Ses objectifs : donner un nouveau souffle à ce mode de formation "particulièrement adapté aux besoins des entreprises CHR", rappelle Roland Bernard, et assurer une formation de qualité dans le respect des exigences mutuelles. Le club comprend actuellement 40 établissements labellisés. Parmi eux, la Brasserie de la Bourse (69002), le Grand Café des Négociants (69002) et la Taverne de Maître Kanter Bellecour (69002).


"Gare à l'image que l'on véhicule", s'inquiète le patron du Coin Tranquille, Philippe Malmasson.


Jean-Claude Boissin : "Mais si, les bistrots ont de l'avenir."


Thierry Lannuzel et Jean-Pierre Diot ont repris avec succès la Brasserie de l'Etoile.


Vincent Covolo, l'un des heureux créateurs du Ninkasi Kafé.

Interview express

La municipalité est favorable au développement des terrasses, mais pas n'importe comment

Qui dit bistrot dit terrasse. Quelle est la politique de la ville en matière de terrasses ? Le point avec Georges Sorel, conseiller municipal délégué en charge du commerce et de l'artisanat.

Propos recueillis par Sy. S.


Roland Bernard et Georges Sorel.

L'Hôtellerie : Etes-vous favorable au développement des terrasses dans Lyon ?
Georges Sorel : Oui. Nous mettons des terrasses partout où nous pouvons en mettre, mais pas n'importe comment. Chez nous, la réglementation prévoit le déploiement des terrasses du 1er mars au 1er novembre inclus. Je vous avoue que personnellement, je suis pour un peu de souplesse en fonction de la météo. Je suis moi-même commerçant, et je sais ce que c'est que la clientèle. La priorité, c'est l'animation de la ville, dès lors qu'il n'y a pas de problème de sécurité. Nous avons un système où nous autorisons les terrasses, notamment l'été parce qu'il y a moins de voitures, sur des zones de stationnement. Les établissements peuvent en effet choisir, dans certains cas, entre le trottoir ou l'aire de stationnement. Actuellement, le matériel est sorti à partir de 11 heures. Il est vrai que des établissements pourraient sortir plus tôt leur terrasse, notamment pour le petit-déjeuner. Nous sommes en train d'y réfléchir. L'idée serait de donner là encore le choix aux débitants : ceux qui bénéficieraient de la terrasse en matinée la retireraient le soir et vice-versa.

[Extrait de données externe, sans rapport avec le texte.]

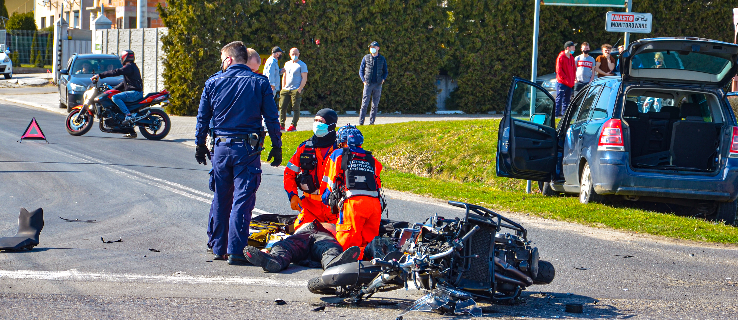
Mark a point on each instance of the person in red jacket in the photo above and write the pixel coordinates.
(353, 188)
(304, 171)
(565, 77)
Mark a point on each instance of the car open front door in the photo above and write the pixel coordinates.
(527, 147)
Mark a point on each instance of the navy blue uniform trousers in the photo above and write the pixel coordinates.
(236, 177)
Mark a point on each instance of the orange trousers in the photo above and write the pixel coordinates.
(314, 210)
(359, 222)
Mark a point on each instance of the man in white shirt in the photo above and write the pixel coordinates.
(293, 82)
(272, 70)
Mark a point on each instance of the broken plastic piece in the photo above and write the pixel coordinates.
(77, 220)
(29, 229)
(446, 300)
(111, 241)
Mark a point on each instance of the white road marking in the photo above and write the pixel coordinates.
(150, 180)
(74, 275)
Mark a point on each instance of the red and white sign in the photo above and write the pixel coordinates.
(633, 22)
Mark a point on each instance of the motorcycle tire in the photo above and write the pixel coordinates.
(149, 133)
(546, 273)
(83, 124)
(317, 286)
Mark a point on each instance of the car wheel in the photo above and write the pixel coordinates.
(546, 189)
(69, 105)
(726, 212)
(587, 193)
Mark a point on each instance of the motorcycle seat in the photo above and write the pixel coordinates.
(142, 99)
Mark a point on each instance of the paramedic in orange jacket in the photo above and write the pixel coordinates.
(352, 177)
(304, 171)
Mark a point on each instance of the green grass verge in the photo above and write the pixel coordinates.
(455, 160)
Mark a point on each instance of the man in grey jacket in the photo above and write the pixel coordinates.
(373, 72)
(272, 70)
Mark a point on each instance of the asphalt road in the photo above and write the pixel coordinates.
(153, 195)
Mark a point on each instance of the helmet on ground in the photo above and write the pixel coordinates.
(127, 56)
(349, 134)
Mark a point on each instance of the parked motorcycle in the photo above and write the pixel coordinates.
(484, 255)
(148, 115)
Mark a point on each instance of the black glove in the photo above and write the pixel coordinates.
(275, 153)
(201, 151)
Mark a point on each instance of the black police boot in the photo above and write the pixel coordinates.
(349, 255)
(264, 260)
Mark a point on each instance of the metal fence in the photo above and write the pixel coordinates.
(29, 47)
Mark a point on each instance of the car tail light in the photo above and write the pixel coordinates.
(611, 138)
(734, 149)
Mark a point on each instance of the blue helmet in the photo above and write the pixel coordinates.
(349, 134)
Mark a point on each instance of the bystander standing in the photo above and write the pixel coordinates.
(293, 82)
(373, 72)
(585, 65)
(565, 77)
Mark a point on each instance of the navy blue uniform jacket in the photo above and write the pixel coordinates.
(237, 100)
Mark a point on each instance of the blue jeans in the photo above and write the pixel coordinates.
(126, 96)
(564, 94)
(372, 92)
(236, 177)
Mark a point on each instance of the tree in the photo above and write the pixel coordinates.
(3, 9)
(21, 21)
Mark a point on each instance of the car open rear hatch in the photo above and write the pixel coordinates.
(680, 60)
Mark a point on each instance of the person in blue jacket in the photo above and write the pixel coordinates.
(237, 100)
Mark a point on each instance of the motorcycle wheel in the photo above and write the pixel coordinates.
(317, 286)
(79, 126)
(157, 132)
(546, 273)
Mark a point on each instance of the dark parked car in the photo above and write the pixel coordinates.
(73, 80)
(661, 131)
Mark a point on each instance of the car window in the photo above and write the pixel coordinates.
(600, 111)
(527, 98)
(587, 104)
(94, 66)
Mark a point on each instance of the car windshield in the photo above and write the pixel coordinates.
(94, 66)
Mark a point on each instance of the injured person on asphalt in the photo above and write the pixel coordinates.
(312, 245)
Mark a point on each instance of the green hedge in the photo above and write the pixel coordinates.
(480, 43)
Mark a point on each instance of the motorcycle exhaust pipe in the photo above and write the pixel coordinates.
(507, 267)
(500, 277)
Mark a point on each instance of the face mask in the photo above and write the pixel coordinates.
(320, 129)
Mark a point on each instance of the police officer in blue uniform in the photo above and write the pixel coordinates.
(236, 100)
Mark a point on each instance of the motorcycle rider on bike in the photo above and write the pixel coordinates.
(131, 88)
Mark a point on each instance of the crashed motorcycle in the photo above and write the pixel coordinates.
(481, 256)
(148, 115)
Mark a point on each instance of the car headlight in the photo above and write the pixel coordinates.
(76, 87)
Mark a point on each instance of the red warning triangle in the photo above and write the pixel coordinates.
(33, 132)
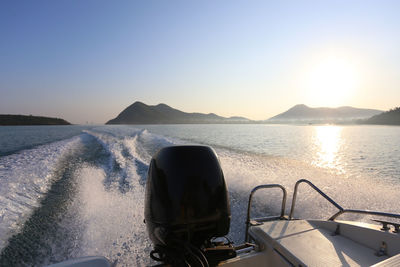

L'Hôtellerie : Combien comptez-vous de terrasses ? Et quels sont les horaires de fermeture des établissements ?
Georges Sorel : Lyon compte aujourd'hui 12 664 m2 de terrasses. Soit 1 508 terrasses sur trottoir et 27 en zone de stationnement. Nous avons des professionnels qui ne souhaitent pas avoir de terrasse. Néanmoins, on le sent. Les gens ont envie de pouvoir 's'extérioriser'. Ils ont envie d'être dehors. Lyon est devenu une ville du Sud. Quant aux horaires de fermeture, ils sont fixés à 1 heure
ou 3 heures. C'est au cas par cas, en fonction de l'établissement.
Ce que nous voulons faire, ce sont des plans 'gagnant/gagnant'.
Si on accorde des fermetures tardives, il faut que les établissements, en échange, fassent attention aux nuisances sonores. C'est une question de bon sens, non ?

L'Hôtellerie : Qu'en est-il du vieux Lyon ? Vous aviez des soucis avec certains aménagements, notamment publicitaires...
Georges Sorel : Nous souhaitions, c'est vrai, une harmonisation
des terrasses du vieux Lyon, qui est, je vous le rappelle, classé par l'Unesco. Nous avons établi une série de recommandations qui portent à la fois sur les couleurs et sur le type de matériel.
Par exemple, nous avons eu le cas d'un établissement qui avait 13 porte-menus en terrasses. Vous conviendrez que c'est beaucoup... Nous avons aussi de jolies façades et nous devons les préserver. Nous sommes tombés d'accord avec la profession et avons mis au point un système d'incitation financière pour que les établissements ne soient pas perdants lorsqu'ils investissent dans du matériel conforme à la charte.